Eddie Bernice Johnson Blasts the Morning News for "Slanted and Biased Coverage"
It's been nearly four years since developer Yigal Lelah unveiled his vision for Veterans Place, a sprawling mixed-use development he hopes to build on Lancaster Road, directly across from the VA Medical Center.
The development, as the name implies, is focused on returned military personnel and their families, with a couple hundred housing units, a veterans museum, 100,000 square feet of office space and a sky-bridge over Lancaster and the DART rail station there so that vets don't have to dodge traffic en route to the hospital.
But the 3.8 acre property remains a vacant, marked only by a sign announcing the project and giving a number to call for leasing information.

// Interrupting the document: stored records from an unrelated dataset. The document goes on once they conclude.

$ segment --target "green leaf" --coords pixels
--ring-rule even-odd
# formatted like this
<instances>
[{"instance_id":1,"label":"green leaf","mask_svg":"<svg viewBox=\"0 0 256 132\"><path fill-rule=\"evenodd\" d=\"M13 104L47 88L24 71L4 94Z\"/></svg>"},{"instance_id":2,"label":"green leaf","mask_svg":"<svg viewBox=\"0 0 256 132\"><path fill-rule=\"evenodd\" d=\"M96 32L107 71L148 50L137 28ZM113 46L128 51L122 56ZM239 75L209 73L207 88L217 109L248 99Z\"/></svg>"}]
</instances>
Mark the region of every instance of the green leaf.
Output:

In an editorial last week, the Morning News expressed dismay that the project, which has already received $4.4 million from the city and is seeking a $1.4 million low-income tax credit from the state, has come to a standstill.
The News writes:
The problem is, Lelah must have VA cooperation to fulfill his commitments. He also wants VA co-financing. What happens if the VA doesn't buy in?
Amid years of this back-and-forth, the project has stalled. Something's gotta give. Even though a big question mark hangs over everything, Lelah applied for zoning changes last week so he can start initial construction -- with no certainty what the final product will look like.
This situation seems ripe for direct intervention by the mayor and U.S. Rep. Eddie Bernice Johnson, whose congressional district includes these sites.
Please, everyone: Clear away the obstacles, get the dirt flying, and get this project built as it was promised.
If the News was hoping to get Congresswoman Johnson's attention, it succeeded. She fired back at the Morning News, first in an editorial she distributed to media outlets, then, yesterday, in an email blast to constituents.
Long story short, she accuses the News of shoddy journalism. The paper's editorial "rests upon the testimony of a single developer whose actions are uncertain, while others question whether he is fully committed to the development of Veterans Place."
The real obstruction to progress is not a lack of communication within a public-private partnership, but one of securing proportionate funding from private sources. The City of Dallas has taken legitimate steps to reasonably plan and fund the Veterans Place project. Unfortunately, the developer has relied overwhelmingly on public funds to move this project forward. The "pre-development costs" that he has offered would be a fraction of the total costs, and would place a disproportionate risk on the City of Dallas.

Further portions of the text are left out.